Die nach der vom Kostenbeamten zutreffend vorgenommenen Plausibilitätsprüfung allerdings noch vorzunehmende weitere Prüfung, ob sich Hinweise ergeben, die eine Abweichung vom Ergebnis der Plausibilitätsprüfung rechtfertigen, ergibt hier teilweise höhere Werte. Nicht zu beanstanden ist der Ansatz von 0,5 Stunden für das Diktat von Anamnese und Befunden, der entgegen der Befürchtung des Antragstellers unabhängig von der Untersuchungszeit bereits anerkannt ist. Ebenso nicht zu beanstanden ist der Ansatz von 1,2 Stunden für die abschließende Durchsicht und Korrektur. Insoweit sind weder aus dem Gutachten noch aus dem Vorbringen des Antragstellers Anhaltspunkte ersichtlich, die einen erhöhten Zeitaufwand begründen könnten. Indes erscheint dem Senat der Ansatz von lediglich vier Stunden nach der Plausibilitätsprüfung für die Beurteilung und Beantwortung der Beweisfragen einschließlich Diktat im Hinblick auf den Inhalt des Gutachtens und die erforderliche Auseinandersetzung mit den Vorgutachten nicht angemessen. Auf der anderen Seite erscheinen die vom Antragsteller für die Ausarbeitung des Gutachtens selbst angegebenen 20 Stunden als deutlich überhöht. Angesichts der Komplexität der Angelegenheit und der stringent gefassten Darstellung ohne überflüssige Wiederholungen hält es der Senat für angemessen, die nach der Plausibilitätsprüfung erforderliche Zeit zu verdoppeln, so dass insgesamt für die Beurteilung und Beantwortung der Beweisfragen einschließlich Diktat acht Stunden anzusetzen sind. Damit wird jedoch dem Aufwand des Antragstellers in ausreichendem Maße entsprochen.

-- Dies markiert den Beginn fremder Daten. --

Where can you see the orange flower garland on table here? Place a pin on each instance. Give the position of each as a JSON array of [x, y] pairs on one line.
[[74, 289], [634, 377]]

Zusammengefasst sind damit 15,5 Stunden zu je 85 Euro zu vergüten. Einschließlich der unstreitigen Positionen (Schreibgebühren und Porto) ergibt sich somit eine festzusetzende Vergütung in Höhe von 1.380,50 Euro.

Dieser Beschluss ist unanfechtbar (§ 4 Abs. 4 Satz 3 JVEG).